A partir daí, percebe-se que as posições das partes em conflitos são antagônicas. Os fazendeiros vêem os posseiros como criminosos que invadem propriedade privada. E os posseiros, por sua vez, dizem que criminosos são os fazendeiros que invadem terras devolutas – que portanto são públicas.
Diante de posições antagônicas, onde não se abre espaço para o diálogo, o que resta então é a lei da bala. E se tem bala de lá, tem bala de cá também. Só ai o Estado entra em cena – quando muito sangue já fora derramado. Mas até que tudo se apaziguasse foram dez anos de conflitos com muitas mortes – a maioria do lado dos posseiros, mas os fazendeiros também tiveram suas perdas.
Quem conhece minimamente a história da luta pela terra no Brasil sabe que a violência como instrumento para impor domínio sobre um determinado território não é uma exceção. É só analisarmos o relatório de conflitos no campo realizado pela Comissão Pastoral da Terra (CPT) lançado anualmente. Essa violência aumenta na medida em que o Estado se ausenta dessas áreas ou então busca resolver o conflito como caso de polícia e não de política. E no livro “Discurso e conflito – Dez anos de luta pela terra em Eldorado do Carajás” podemos perceber o que acontece quando o Estado opta por intervir no conflito como se fosse um caso de polícia – a violência aumenta e o conflito se antagoniza mais ainda.

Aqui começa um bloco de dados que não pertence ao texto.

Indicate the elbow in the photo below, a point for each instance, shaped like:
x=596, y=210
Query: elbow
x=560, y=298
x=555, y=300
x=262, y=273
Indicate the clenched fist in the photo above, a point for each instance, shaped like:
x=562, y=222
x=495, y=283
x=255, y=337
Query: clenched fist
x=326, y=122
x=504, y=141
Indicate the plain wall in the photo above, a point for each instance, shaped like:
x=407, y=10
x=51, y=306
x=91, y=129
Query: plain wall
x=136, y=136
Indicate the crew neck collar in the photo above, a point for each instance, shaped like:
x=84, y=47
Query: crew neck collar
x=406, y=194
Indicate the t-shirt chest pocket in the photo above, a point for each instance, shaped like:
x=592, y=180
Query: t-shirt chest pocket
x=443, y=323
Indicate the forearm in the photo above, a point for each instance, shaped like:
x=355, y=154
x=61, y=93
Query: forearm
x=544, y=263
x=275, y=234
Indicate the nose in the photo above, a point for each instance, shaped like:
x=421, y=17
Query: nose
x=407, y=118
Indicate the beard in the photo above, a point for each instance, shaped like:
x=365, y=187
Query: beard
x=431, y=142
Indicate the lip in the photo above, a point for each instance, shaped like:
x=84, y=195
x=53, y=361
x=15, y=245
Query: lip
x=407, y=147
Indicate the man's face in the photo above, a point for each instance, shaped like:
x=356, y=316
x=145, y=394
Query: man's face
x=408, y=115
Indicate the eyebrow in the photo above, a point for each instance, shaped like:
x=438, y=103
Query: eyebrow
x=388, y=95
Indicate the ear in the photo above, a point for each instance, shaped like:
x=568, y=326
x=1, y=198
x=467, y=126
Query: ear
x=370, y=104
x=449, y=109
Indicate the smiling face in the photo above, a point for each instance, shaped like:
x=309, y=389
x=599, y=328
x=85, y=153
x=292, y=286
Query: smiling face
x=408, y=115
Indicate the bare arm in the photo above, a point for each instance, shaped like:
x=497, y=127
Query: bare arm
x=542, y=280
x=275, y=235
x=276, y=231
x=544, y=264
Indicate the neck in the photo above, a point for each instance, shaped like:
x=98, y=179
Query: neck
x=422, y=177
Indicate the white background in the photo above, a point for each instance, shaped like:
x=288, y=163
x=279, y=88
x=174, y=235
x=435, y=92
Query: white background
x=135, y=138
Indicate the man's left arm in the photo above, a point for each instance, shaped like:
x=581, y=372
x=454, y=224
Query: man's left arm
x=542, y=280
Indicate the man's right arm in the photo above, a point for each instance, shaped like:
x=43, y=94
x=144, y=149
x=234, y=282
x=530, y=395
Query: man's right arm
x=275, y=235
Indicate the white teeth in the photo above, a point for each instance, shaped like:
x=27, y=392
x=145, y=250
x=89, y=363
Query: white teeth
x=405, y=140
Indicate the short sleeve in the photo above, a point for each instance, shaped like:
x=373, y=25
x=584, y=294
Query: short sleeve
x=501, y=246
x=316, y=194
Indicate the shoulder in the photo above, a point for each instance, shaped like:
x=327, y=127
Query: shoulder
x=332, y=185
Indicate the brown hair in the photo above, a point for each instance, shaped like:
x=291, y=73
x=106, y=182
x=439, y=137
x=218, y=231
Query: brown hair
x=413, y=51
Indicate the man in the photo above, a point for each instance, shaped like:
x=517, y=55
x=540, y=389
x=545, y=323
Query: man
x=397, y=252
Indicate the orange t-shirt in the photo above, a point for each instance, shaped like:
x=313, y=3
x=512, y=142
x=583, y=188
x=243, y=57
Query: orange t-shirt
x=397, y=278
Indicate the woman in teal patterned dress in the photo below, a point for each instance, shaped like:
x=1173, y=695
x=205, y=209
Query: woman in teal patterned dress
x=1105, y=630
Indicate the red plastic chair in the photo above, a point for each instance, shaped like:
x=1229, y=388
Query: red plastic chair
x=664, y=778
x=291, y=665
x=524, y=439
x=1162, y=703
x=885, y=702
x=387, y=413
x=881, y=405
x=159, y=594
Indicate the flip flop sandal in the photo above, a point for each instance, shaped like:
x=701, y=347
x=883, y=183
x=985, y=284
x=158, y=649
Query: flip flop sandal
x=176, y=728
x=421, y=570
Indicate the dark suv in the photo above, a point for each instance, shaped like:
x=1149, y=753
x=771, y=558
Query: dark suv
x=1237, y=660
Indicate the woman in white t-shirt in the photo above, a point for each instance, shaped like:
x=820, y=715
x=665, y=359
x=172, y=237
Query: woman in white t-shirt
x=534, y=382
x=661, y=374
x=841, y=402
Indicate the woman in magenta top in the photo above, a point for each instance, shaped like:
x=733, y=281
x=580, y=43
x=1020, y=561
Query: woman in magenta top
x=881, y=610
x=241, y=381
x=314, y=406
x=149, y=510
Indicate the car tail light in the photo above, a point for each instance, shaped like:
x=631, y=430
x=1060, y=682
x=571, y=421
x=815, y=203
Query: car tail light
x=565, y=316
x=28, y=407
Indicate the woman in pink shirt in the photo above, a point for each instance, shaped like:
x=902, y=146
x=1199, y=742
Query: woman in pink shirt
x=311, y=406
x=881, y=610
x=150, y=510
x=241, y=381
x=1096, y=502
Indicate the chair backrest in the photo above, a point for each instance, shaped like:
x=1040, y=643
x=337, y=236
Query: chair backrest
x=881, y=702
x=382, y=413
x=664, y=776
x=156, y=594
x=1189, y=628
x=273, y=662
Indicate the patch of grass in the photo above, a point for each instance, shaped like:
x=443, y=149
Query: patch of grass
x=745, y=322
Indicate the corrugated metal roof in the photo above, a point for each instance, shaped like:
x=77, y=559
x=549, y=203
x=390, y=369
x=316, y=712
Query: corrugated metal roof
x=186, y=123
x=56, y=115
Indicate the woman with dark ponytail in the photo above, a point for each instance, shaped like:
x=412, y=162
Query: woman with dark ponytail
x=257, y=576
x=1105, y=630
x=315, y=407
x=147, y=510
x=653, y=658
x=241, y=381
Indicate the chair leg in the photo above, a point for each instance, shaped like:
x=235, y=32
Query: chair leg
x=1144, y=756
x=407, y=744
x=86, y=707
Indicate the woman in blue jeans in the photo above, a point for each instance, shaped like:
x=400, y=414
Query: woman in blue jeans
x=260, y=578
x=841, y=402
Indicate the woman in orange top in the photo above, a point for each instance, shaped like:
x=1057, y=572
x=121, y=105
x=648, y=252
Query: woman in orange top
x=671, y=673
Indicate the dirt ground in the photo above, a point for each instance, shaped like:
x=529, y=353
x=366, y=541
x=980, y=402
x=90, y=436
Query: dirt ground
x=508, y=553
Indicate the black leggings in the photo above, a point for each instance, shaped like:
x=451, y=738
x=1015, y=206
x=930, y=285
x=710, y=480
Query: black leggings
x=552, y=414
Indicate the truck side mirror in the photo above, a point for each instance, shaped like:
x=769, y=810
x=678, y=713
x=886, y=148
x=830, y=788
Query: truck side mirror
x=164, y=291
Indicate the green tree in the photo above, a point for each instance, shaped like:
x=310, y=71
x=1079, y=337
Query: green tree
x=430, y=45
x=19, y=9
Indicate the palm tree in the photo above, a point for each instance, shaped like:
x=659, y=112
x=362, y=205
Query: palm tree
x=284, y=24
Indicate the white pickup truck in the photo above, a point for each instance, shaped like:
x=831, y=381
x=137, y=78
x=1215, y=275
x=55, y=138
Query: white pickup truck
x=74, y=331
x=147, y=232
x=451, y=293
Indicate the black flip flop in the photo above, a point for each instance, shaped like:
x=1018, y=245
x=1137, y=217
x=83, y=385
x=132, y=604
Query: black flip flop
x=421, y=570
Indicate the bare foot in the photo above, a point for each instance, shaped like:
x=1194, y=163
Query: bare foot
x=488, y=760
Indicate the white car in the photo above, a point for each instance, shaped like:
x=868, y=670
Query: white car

Olhando para o contexto atual, é o que temos observado – o aumento da violência no campo. Ainda mais diante de uma postura extremamente hostil, por parte do governo de extrema direita comandando o país, contra os povos pobres do campo. Esse discurso reforça as ações de violência dos “donos da terra” contra quem ousa desafiar o seu domínio. Esses agora se sentem seguros para impor suas vontades as populações pobres do campo, pois se sentem representados, e sabem que podem contar com a cumplicidade do governo federal.
Mas engana-se quem acredita que isso resolverá os conflitos por terra, que esse aumento da violência inibirá a luta por reforma agrária, pelo contrário. Como já dissemos mais violência gerará mais violência. Por enquanto tudo vai bem por que as mortes, por exemplo de indígenas, tem ocorrido apenas de um dos lados do conflito. Mas é bom não se iludirem achando que será sempre assim.
Pedro Ferreira Nunes – é Educador Popular e Licenciado em Filosofia pela Universidade Federal do Tocantins.